What number of of our neighbors have regarded into these eyes for solutions about what simply occurred, and why? Regardless of a workday that contains a parade of sickness, harm and ache, on this Humphreys photograph we discover essentially the most female portrayal of bodily energy. We regard a girl who’s dressed to drive a truck and bodily carry sufferers into her ambulance, all whereas she administers remedy and communicates with the hospital. This lifting, pushing, pulling, driving, and loading is completed by girls in well being care on a regular basis, but this labor is usually buried behind the “anticipated” work of caregiving, equivalent to nursing, social work, and the like. Ask a toddler to attract a girl in a hospital and you’re prone to get a crayon drawing of a smiling nurse. The media typically portrays girls because the suppliers of Kleenex and hugs in well being care with dramatically much less emphasis on the ladies who contort their our bodies to stabilize burn victims within the subject as visitors whizzes by at eighty miles per hour.
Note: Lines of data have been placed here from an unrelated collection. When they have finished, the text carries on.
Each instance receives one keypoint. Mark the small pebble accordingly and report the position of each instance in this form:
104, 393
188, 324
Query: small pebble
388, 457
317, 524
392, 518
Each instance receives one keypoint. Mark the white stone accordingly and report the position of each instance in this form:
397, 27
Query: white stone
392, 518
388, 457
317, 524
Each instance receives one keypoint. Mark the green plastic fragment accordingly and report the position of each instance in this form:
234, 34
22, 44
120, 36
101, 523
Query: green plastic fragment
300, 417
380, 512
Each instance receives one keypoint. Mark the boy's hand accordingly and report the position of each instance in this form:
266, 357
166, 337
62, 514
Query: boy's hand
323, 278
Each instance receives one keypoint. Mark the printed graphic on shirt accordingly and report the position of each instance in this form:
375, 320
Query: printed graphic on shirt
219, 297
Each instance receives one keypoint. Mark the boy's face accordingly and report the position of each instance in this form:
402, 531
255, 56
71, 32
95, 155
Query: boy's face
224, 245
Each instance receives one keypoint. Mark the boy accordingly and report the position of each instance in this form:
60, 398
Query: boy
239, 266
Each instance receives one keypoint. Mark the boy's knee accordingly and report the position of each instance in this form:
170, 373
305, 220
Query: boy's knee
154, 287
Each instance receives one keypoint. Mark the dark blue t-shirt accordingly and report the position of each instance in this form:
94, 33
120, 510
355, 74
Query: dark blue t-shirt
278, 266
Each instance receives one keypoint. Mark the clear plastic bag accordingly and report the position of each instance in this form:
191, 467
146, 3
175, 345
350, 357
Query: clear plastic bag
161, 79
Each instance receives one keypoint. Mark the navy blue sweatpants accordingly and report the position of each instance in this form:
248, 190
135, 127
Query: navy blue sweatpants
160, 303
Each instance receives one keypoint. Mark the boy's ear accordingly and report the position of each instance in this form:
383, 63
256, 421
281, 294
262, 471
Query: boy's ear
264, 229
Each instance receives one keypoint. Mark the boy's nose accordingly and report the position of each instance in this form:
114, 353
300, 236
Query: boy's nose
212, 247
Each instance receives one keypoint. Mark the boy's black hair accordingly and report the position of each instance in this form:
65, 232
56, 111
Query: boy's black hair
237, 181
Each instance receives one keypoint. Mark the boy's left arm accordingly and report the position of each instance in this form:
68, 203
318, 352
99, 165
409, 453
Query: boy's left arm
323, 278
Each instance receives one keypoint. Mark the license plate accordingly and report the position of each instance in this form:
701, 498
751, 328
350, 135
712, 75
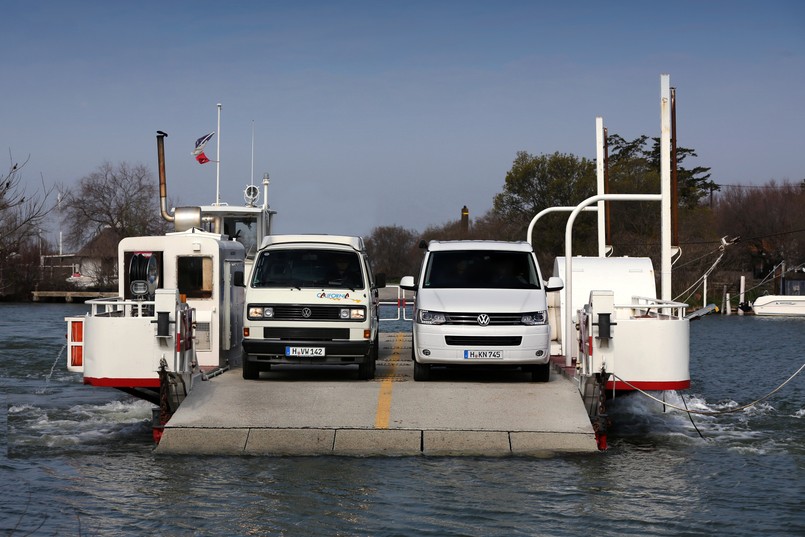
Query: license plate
483, 355
304, 351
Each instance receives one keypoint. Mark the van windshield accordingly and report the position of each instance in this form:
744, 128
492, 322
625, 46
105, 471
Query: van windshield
481, 269
308, 269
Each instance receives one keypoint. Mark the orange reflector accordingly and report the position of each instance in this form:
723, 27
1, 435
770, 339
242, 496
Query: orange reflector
77, 331
76, 356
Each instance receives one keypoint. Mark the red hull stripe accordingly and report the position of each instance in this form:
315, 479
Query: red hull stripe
650, 386
122, 383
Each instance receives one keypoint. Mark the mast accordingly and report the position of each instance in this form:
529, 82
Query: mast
218, 162
665, 182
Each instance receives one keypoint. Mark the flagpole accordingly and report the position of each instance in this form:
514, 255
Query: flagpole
218, 162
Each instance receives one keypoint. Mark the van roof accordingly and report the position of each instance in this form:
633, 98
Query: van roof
516, 246
354, 242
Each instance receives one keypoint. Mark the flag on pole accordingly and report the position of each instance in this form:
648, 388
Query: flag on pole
198, 152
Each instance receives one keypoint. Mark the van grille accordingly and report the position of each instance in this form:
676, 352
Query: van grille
495, 319
294, 312
474, 341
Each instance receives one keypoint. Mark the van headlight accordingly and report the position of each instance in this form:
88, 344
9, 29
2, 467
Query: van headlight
260, 312
534, 318
430, 317
352, 314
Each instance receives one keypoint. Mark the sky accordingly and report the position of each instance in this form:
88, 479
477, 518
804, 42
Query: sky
391, 113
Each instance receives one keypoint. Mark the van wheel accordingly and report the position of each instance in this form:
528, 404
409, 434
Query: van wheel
251, 370
421, 371
541, 373
366, 370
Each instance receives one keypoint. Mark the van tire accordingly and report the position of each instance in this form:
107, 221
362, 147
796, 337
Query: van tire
421, 371
541, 373
251, 370
366, 370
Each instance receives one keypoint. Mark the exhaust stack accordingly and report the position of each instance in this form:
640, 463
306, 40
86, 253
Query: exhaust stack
163, 188
185, 217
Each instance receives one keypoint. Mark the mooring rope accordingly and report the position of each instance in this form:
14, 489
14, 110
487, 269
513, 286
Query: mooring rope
714, 412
A big print of this Humphreys’ {photograph} hangs on my workplace wall, one of many “Mona Lisa” portraits of Healthcare is Human. It has turn into a touchstone for a lot of of my ideas and emotions about emergency medical companies, one thing I take into consideration typically. I’m grateful for these amongst us who race to the scene, “run to the hearth,” as we are saying in West Virginia. They know that one thing tragic is probably going ready for them once they arrive. Molly Humphreys helps me see these people in a radiant new mild. Or, perhaps, to see them for the very first time. Both approach, whereas I’ve seen their eyes, I battle to know what they really see.

That is the second article in a collection about Molly Humphreys and her influence on healthcare because the principal photographer for Healthcare is Human, a storytelling challenge primarily based in Martinsburg, WV. Healthcare is Human will be discovered on social media and Humphreys’ industrial portfolio by trying to find Piccadilly Posh Images.

Ryan McCarthy is an inside drugs doctor.